Nanotechnology Now

Our NanoNews Digest Sponsors

Heifer International

Wikipedia Affiliate Button

Home > Press > Argonne scientists discover networks of metal nanoparticles are culprits in alloy corrosion

Abstract:
New alloy composition could cut costs for petrochemical industry

Argonne scientists discover networks of metal nanoparticles are culprits in alloy corrosion

ARGONNE, IL | Posted on August 4th, 2008

Oxide scales are supposed to protect alloys from extensive corrosion, but scientists at U.S. Department of Energy's Argonne National Laboratory have discovered metal nanoparticle chinks in this armor.

Oxide scales develop on the outer surface of alloys at high temperatures creating a protective barrier that keeps destructive carbon-bearing molecules from slipping into the alloy. The diffusion of carbon into oxide scales should be negligible, but studies have shown that carbon can sneak through the oxide line of defense leading to brittleness and corrosion.

"The United States loses four percent of the gross national product due to alloy corrosion," Argonne Distinguished Fellow Ken Natesan said. "A network of continuous metal nanoparticles allow the carbon to dissolve and diffuse through the protective oxide scales without the need of a crack or a pore."

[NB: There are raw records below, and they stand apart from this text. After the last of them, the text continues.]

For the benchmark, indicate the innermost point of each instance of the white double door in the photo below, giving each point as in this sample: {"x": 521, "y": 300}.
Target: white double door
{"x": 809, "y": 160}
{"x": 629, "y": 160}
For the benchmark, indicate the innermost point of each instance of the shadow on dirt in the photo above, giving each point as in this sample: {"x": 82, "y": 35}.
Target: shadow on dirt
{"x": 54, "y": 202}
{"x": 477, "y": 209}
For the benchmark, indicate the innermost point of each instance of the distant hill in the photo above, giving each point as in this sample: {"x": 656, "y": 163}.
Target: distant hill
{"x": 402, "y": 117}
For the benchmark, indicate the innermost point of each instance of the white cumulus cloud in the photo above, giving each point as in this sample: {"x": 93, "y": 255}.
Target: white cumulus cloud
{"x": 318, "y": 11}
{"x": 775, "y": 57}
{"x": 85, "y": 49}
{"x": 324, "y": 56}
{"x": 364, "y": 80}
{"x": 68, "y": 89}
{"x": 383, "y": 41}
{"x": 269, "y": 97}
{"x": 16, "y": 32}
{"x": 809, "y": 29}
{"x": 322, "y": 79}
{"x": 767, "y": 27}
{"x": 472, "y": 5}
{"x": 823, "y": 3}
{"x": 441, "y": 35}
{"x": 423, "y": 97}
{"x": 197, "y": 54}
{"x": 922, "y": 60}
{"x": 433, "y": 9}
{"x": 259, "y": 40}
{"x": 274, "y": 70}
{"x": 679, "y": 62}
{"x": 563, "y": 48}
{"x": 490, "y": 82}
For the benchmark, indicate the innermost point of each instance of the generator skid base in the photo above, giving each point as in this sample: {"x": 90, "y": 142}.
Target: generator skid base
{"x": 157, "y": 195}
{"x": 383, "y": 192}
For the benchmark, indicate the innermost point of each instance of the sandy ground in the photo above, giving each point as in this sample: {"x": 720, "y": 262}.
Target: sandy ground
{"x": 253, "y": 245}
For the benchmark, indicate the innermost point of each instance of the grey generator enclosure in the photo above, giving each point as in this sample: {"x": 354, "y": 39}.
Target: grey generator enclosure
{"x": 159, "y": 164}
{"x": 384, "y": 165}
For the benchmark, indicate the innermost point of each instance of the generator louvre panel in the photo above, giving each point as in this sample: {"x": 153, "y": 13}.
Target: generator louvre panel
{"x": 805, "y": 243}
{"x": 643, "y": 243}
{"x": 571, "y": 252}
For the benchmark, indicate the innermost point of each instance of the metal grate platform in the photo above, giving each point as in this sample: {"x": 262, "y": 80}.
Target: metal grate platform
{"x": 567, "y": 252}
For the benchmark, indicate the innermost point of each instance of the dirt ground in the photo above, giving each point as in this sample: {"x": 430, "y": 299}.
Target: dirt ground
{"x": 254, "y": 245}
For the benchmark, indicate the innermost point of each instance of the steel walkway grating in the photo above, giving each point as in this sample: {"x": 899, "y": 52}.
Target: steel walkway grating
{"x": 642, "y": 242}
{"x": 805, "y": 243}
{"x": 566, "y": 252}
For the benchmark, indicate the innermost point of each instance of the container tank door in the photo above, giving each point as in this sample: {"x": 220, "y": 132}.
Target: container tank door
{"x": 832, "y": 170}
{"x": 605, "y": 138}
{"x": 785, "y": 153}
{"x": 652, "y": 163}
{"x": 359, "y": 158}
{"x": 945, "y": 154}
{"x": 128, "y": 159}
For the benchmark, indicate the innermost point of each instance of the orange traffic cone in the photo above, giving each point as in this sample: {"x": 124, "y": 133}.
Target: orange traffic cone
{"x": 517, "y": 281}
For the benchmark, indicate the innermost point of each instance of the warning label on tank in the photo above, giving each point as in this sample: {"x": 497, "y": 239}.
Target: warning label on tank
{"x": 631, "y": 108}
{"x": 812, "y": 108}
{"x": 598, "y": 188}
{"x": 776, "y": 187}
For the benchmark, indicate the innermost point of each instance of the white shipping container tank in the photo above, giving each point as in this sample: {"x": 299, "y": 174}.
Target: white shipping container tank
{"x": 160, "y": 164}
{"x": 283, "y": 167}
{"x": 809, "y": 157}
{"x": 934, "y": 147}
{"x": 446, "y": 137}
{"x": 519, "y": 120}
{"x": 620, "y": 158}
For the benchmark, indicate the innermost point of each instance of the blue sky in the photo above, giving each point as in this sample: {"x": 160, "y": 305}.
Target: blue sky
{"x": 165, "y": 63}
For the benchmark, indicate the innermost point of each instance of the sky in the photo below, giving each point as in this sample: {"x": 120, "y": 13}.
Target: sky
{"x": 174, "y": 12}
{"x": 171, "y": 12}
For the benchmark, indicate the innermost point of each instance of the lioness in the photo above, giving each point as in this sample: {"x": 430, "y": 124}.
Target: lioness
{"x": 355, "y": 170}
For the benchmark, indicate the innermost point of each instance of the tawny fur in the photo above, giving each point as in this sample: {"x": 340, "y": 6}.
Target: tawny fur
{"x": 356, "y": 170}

It was commonly believed that carbon-containing molecules escaped into cracks or pores in the oxide scales, but using three separate techniques -- nanobeam x-ray analysis at the Advanced Photon Source, magnetic force microscopy at the Center for Nanoscale Materials and scanning electron microscopy at the Electron Microscopy Center -- Natesan, along with Argonne scientists Zuotao Zeng, Seth Darling and Zhonghou Cai, discovered networks of iron and nickel nanoparticles embedded within the oxide scales.

Carbon can easily diffuse through the metals and create a path for carbon atom transport which does not involve defects in the scale.

"By examining the oxide scale, we find the metal nanoparticles," Zeng said. "If they are eliminated we can create a more corrosion-resistant and longer lasting alloy."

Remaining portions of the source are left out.